Oleh karena itu berdasarkan ketentuan BAB IX UUD 1945 mengenai Kekuasaan Kehakiman khususnya Pasal 24B ayat (1) di atas dan yang diakhiri dengan Pasal 25 tersebut, maka Pengawasan Komisi Yudisial terhadap MK seharusnya adalah Konstitusional. Memang agak aneh, jika ditinjau dari sudut pandang “conflict of interest”, MK mengadili dan menjatuhkan Putusan yang terkait langsung dengan lembaga itu sendiri, walaupun secara hukum memang tidak salah, namun tidak sesuai dengan etika dan kepatutan berdasarkan “conflict of interest”, seharusnya MK menerjemah atau menafsirkan UUD 1945 tersebut secara luas sebagaimana MK selalu menafsirkan makna UUD 1945 itu dengan sangat luas, bahkan terkadang terlalu luas, sehingga kadang melebihi yang seharusnya dalam pengujian berbagai macam undang-undang terhadap UUD 1945.
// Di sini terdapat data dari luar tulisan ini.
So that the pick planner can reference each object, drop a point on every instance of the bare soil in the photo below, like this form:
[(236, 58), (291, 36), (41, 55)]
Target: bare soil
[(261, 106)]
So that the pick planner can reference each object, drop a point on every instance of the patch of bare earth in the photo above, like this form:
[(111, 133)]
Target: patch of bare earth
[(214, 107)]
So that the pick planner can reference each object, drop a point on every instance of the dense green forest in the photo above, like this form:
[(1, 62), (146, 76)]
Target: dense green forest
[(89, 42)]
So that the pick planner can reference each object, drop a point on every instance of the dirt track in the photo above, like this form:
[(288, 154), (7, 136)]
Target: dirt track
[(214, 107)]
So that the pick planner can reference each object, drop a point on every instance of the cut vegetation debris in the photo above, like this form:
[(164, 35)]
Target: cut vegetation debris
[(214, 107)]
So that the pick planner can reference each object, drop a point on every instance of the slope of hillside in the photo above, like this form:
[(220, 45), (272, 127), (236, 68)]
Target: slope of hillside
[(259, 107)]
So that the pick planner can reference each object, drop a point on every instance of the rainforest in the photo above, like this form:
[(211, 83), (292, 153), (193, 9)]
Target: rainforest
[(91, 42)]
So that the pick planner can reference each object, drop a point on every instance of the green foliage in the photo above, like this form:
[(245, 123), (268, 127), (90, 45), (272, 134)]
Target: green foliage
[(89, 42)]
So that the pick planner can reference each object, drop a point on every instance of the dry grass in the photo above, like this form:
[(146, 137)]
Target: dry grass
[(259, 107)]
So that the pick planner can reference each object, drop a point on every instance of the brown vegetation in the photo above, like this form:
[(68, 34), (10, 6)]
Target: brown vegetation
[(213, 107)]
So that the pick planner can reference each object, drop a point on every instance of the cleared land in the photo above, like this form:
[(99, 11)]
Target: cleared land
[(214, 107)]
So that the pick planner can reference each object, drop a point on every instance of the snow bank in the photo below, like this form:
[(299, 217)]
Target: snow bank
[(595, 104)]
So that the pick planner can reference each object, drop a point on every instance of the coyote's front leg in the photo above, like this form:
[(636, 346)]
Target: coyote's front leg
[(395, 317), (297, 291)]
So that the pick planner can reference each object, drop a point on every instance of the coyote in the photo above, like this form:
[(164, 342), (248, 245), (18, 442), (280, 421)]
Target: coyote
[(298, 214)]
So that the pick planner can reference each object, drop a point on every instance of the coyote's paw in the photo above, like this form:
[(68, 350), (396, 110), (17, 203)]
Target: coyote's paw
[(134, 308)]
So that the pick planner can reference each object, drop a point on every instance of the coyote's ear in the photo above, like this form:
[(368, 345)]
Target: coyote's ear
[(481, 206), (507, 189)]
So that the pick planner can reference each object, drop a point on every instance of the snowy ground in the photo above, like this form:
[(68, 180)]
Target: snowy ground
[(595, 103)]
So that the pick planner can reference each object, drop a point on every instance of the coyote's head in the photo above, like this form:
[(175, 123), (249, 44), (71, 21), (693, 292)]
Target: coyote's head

PERPPU Nomor 1 Tahun 2013, Konstitusionalkah?
Terlepas dari adanya keanehan dan perbedaan interpretasi di atas, yang menjadi permasalahan saat ini bukanlah tentang apakah MK butuh lembaga pengawasan yang bersifat eksternal atau tidak, tetapi instrumen hukum apa yang harus diterapkan atau diterbitkan untuk membentuk lembaga pengawas eksternal tersebut?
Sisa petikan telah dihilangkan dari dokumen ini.